Molecular Portraits of Metastatic Breast Cancer Using Tissue Next-Generation Sequencing

San Antonio Breast Cancer Symposium 2019 Presentation
Authors Ami N Shah, Andrew A Davis, Kristen J Carroll, Firas Wehbe, Amir Behdad and Massimo Cristofanilli

Introduction: Tumor sequencing efforts in breast cancer have historically focused on primary tissue samples. With the development of biomarker-based clinical trials and FDA-approved indications for anti-neoplastic agents in metastatic breast cancer (MBC), there is a deeper interest in elucidating genomic profiles of metastatic disease.

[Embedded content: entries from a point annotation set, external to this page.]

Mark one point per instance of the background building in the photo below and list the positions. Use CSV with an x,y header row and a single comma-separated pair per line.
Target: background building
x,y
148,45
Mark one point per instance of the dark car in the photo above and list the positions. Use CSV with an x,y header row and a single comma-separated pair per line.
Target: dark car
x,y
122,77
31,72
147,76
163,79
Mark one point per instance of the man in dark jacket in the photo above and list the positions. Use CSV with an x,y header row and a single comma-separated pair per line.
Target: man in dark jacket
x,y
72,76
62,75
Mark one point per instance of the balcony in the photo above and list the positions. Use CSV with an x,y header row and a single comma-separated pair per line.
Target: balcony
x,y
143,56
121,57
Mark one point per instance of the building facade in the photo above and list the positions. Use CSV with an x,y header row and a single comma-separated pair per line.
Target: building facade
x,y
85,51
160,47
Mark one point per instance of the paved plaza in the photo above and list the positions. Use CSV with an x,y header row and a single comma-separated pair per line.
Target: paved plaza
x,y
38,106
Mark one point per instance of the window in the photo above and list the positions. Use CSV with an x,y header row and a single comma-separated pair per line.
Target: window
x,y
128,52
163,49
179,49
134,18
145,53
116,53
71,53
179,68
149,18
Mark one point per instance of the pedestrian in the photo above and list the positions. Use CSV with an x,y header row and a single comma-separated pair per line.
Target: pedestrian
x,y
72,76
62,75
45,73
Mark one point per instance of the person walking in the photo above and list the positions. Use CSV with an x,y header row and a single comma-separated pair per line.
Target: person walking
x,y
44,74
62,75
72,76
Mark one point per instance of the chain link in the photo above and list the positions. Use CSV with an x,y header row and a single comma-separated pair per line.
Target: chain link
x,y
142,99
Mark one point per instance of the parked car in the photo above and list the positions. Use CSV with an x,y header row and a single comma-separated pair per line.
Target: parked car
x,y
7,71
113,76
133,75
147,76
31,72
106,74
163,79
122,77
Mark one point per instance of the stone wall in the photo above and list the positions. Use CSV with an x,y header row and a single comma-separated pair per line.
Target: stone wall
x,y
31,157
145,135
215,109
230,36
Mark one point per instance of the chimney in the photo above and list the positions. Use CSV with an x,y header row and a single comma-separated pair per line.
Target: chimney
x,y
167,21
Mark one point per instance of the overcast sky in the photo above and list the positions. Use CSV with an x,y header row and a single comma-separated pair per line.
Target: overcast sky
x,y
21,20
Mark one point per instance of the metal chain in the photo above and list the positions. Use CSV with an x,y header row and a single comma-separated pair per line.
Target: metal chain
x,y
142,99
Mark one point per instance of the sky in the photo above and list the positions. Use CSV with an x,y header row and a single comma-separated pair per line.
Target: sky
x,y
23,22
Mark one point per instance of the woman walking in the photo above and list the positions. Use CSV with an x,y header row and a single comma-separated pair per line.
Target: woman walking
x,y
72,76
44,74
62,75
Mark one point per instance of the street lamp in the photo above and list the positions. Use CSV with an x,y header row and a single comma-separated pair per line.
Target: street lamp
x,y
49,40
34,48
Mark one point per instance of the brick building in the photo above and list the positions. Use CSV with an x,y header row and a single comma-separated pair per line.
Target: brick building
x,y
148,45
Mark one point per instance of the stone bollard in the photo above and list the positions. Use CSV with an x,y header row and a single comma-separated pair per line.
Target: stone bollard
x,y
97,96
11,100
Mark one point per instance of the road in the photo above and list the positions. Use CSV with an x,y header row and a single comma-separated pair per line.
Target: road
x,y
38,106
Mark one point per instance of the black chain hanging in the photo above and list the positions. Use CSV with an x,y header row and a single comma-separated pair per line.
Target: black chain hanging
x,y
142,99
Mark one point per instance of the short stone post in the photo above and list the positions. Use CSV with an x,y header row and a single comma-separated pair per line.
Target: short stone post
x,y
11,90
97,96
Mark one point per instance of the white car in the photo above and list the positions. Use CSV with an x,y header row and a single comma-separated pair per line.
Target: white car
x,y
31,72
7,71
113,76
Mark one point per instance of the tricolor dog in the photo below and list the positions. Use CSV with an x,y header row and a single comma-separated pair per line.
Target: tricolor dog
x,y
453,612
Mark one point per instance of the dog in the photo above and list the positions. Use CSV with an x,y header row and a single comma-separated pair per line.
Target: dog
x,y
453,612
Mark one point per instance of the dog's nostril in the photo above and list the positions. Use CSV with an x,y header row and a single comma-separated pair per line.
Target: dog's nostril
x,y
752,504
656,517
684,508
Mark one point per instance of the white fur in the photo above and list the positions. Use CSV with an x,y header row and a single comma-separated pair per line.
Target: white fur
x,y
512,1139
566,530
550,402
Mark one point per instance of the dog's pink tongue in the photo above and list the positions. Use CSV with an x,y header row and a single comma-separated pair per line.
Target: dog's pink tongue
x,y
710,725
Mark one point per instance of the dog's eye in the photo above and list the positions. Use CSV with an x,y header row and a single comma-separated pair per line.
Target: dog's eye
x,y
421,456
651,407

We aimed to describe mutational profiles, tumor mutational burden (TMB), and microsatellite instability (MSI) status by subtype in a cohort of patients with MBC.

Methods: We conducted a retrospective analysis of genomic data from 198 patients with MBC who had next generation sequencing (NGS) of tumor tissue by the TEMPUS assay (TEMPUS, Chicago, IL). The majority of patients (n=115) were treated at Northwestern Medicine. Tumors were sequenced to a minimum of 500x depth with classification of genomic alterations as actionable mutations, pathogenic mutations without known treatment, germline alterations, variants of unknown significance, copy number alterations, and chromosomal rearrangements. TMB was defined as nonsynonymous mutations per megabase (mut/MB) sequenced. Statistical analysis of TMB by subtype was conducted using independent samples T-tests. Associations were tested through two-sided Fisher’s exact test.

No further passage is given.